When a camera is pointed at something, it is our natural instinct to forget it is there. We take the words of addressees documented by the camera as completely sincere, because we forget that what we are not seeing is the camera crew that surrounds them, and the reflexive social pressure created by this arrangement. The very premise and thrill of the reflexive mockamentary is to catch ordinary people saying lurid things, and it works best when we fully believe in the truthfulness of the encounter. Anecdotally, I have noticed that the most famous and frequently recollected moments among fans within the examples I've presented in this paper are when both the perceived "truthfulness" of the encounter and the perceived "wackiness" of the addresses are both at high levels. In the same way that a viral video loses its traction when it's proven to have been falsified, or the concern that reality TV producers and celebrity PR workers put into maintaining the illusion of reality, the thrill of a random encounter is only heightened when it is truly random. In our repetitive, weary days as wage-laborers under highly regimented capitalism, the spectacle of encountering genuinely weird individuals is a kind of pleasure that can't be codified in fiction. Of course, reflexive mockamentary film-makers know this about their audiences, and they self-select the "craziest" people to include in the final cut. This demonstrates that the distance between the reality presented within a reflexive mockamentary and actual reality is not just a problem presented naturally by the form, but also a self-aware process engaged in by the actual makers. To illustrate this, I chose the Youtube show Channel 5, previously known as All Gas No Breaks, to make this case.

Channel 5 and New news

All Gas No Breaks began as a Youtube channel by Doing Things Media and then-21-year-old Andrew Callaghan in 2019. Callaghan originally conceptualized the channel after publishing a memoir-zine entitled All Gas, No Brakes: A Hitchhiker's Diary about a 70-day road trip he took around America when he was 17. 24 The channel quickly gained a massive following for its man on the street style interviews, where Callaghan would visit strange events like the 2019 Facebook meme-turned-anticlimactic small gathering "raid" on Area 51, and the LA Alien Con. The popularity of the show quickly grew off this formula of interviewing people congregating for some of the strangest subgroups and ideologies within American life. After attempting to renegotiate his contract, Callaghan was fired from Doing Things Media and started an independent Patreon-subscription based channel of the same format, titled Channel 5.25 Citing Sacha Baron Cohen as an influence,26 the similarities between Cohen's and Callaghan's humor are familiar – they both are addressee-focused humor, and the inclusion of Channel 5 within the reflexive mockamentary form is obvious. However, as with Nathan for You, the premise of the show greatly changes the interactions that occur between addressee and addressant.

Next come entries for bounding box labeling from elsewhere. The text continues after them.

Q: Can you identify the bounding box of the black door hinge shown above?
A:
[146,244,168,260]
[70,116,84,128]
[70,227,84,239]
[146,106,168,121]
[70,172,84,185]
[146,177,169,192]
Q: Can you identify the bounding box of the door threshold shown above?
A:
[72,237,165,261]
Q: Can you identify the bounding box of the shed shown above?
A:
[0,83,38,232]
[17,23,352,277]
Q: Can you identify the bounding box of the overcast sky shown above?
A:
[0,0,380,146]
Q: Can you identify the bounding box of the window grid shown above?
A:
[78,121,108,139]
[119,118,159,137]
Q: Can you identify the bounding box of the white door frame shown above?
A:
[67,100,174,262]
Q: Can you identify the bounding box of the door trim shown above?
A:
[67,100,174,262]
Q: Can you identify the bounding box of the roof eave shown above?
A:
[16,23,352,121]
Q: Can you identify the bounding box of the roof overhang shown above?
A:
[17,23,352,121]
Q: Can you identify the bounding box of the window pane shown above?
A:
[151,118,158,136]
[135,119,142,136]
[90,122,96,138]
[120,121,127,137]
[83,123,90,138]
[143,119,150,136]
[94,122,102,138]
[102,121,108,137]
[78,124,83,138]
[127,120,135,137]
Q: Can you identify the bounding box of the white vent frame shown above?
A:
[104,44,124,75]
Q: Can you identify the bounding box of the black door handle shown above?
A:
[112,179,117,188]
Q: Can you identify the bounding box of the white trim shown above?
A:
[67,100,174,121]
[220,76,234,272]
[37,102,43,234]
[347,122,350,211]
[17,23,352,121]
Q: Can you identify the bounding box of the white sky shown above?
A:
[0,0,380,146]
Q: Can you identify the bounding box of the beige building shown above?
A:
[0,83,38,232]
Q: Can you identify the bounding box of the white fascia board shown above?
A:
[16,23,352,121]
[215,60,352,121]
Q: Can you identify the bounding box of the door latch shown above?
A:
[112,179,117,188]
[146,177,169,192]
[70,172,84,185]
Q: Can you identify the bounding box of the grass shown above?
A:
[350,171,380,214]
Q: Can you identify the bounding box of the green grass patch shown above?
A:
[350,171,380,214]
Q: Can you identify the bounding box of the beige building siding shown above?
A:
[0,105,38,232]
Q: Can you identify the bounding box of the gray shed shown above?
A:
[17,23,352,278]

Like how Borat is described as "docu-style" in contemporaneous reviews and by Lewis, Channel 5 can be described as "news-style." Callaghan fashions himself like a typical news-anchor, in a Borat-like oversize suit, and differentiates himself from others within the canon by holding a microphone to interview his subjects. Both the microphone, camera crew, and Callaghan's very affable, laid-back personality seem to have an activating effect on the extremely strange people he encounters. In most episodes, he is regaled with their conspiracy theories, self-admittedly embarrassing anecdotes about themselves, or expressions of what they're most passionate about – flat earth theory, Bigfoot hunting, or living a Crip-centered life of fandom without actually being part of the gang.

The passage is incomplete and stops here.